Di Massimiliano Sarti, 11 Aprile 2008

Un programma decisamente ambizioso, ma capace al contempo di tenere in considerazione le mutate condizioni dell’ambiente economico. È il nuovo piano strategico del gruppo Sol Melià per il triennio 2008-2010 recentemente annunciato dalla compagnia alberghiera spagnola a Palma di Maiorca. «Prevediamo uno stanziamento di circa 1.100 milioni di euro in tre anni, destinato sia al miglioramento del nostro patrimonio alberghiero sia all’espansione dei brand Sol Melià nei mercati internazionali», spiega Palmiro Noschese, direttore operativo del gruppo spagnolo per l’Italia, nonché general manager del Melià Roma Aurelia Antica. «L’idea è quella di passare dagli oltre 400 hotel attuali a 500 strutture entro l’inizio del 2011, aggiungendo 19.700 camere al nostro portafoglio. In Italia, in particolare, intendiamo raddoppiare la nostra offerta arrivando ad avere dieci alberghi sul territorio nazionale. Stiamo soprattutto cercando di siglare nuovi contratti di management, ma nel caso dovessimo concludere qualche joint venture, come è, per esempio, avvenuto recentemente con la catena tedesca Innside, la nostra espansione in Italia potrebbe assumere dimensioni superiori alle aspettative. Nostri obiettivi, poi, rimangono le grandi città come Roma e Milano, ma anche location in destinazioni resort della Sardegna, della Sicilia o della Puglia».

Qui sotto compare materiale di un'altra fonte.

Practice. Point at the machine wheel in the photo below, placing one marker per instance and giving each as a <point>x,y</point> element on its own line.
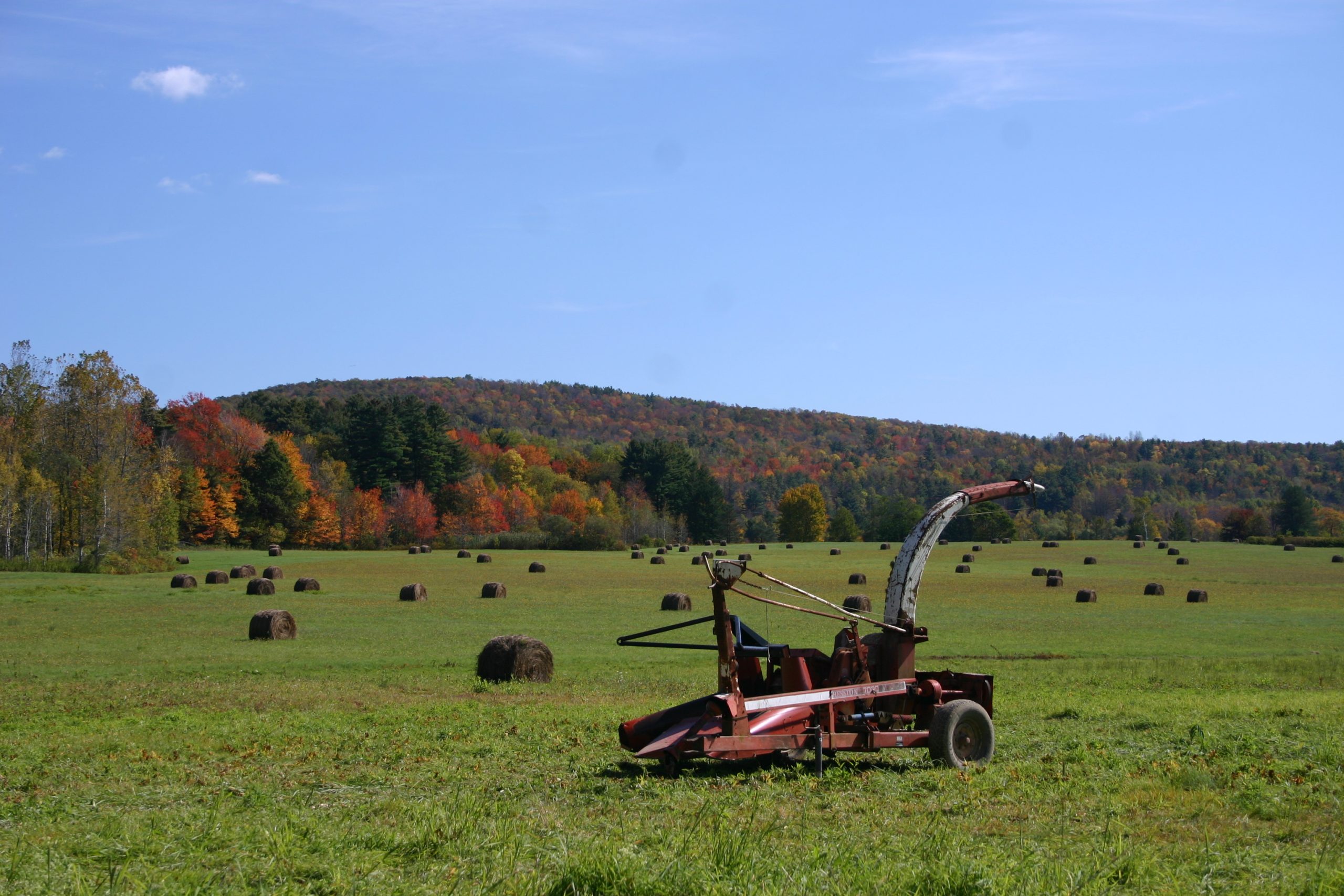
<point>961,735</point>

Il piano 2008-2010 di Sol Melià basa la sua fattibilità sui brillanti risultati ottenuti nel triennio precedente, durante il quale la compagnia ha tra l’altro condotto una profonda operazione di consolidamento e riduzione del proprio debito, diminuito complessivamente di 350 milioni di euro. «Una solida rampa di lancio che ci permette di stilare piani di sviluppo di ampia portata, nonostante i fondamentali dell’economia mondiale stiano mostrando alcuni segnali negativi», prosegue Noschese. «Nel prossimo triennio prevediamo, così, di aumentare di quasi il 40% sia i nostri ricavi totali sia l’ebitda. Un obiettivo raggiungibile anche grazie alla profonda opera di riorganizzazione della nostra compagnia, che mira a concentrare il business operativo degli hotel attorno ai singoli marchi e non più in base alle diverse aree geografiche».
L’espansione dell’offerta ricettiva Sol Melià comprende, inoltre, lo sviluppo del portafoglio di vacation club e condo-hotel. «Si tratta di formule già ampiamente diffuse sul continente americano», specifica Noschese. «La nostra intenzione è perciò di esportare questa tipologia di offerta ricettiva anche all’interno del Vecchio continente, elaborando una proposta adatta alle esigenze della clientela europea. In Italia esiste però ancora qualche problema burocratico da superare, senza considerare, poi, che il nostro mercato è rimasto scottato dalla negativa esperienza passata delle formule time sharing. Personalmente, tuttavia, ritengo che le strutture mixed use abbiano un potenziale molto elevato anche da noi».
Il futuro del gruppo, infine, passa anche per le strategie di comunicazione, che seguiranno la logica di riorganizzazione per brand della compagnia. «Nel nostro paese, in particolare», conclude Noschese, «non abbiamo ancora raggiunto un livello di radicamento del marchio paragonabile a quello ottenuto nel mercato spagnolo. C’è perciò ancora molto da fare in tale direzione. La nota positiva, però, risiede nella percezione che il pubblico ha del nostro servizio, che viene sempre paragonato a quello dei nostri competitor di livello medio-alto. Un dato particolarmente significativo, se si considera che in Italia non ha ancora aperto il Gran Melià di Roma, la cui inaugurazione è prevista entro la fine di quest’anno e la cui struttura costituirà la punta di diamante dell’offerta del gruppo nella penisola. Il nuovo hotel costituirà una vera e propria sfida per noi, ma testimonia anche quanto il nostro gruppo creda nell’Italia: un mercato dalle considerevoli potenzialità inespresse. Basti pensare, a tale proposito, che il comparto turistico spagnolo contribuisce per circa il 22% alla formazione del prodotto nazionale lordo, mentre nel nostro paese tale percentuale scende al 12-13%».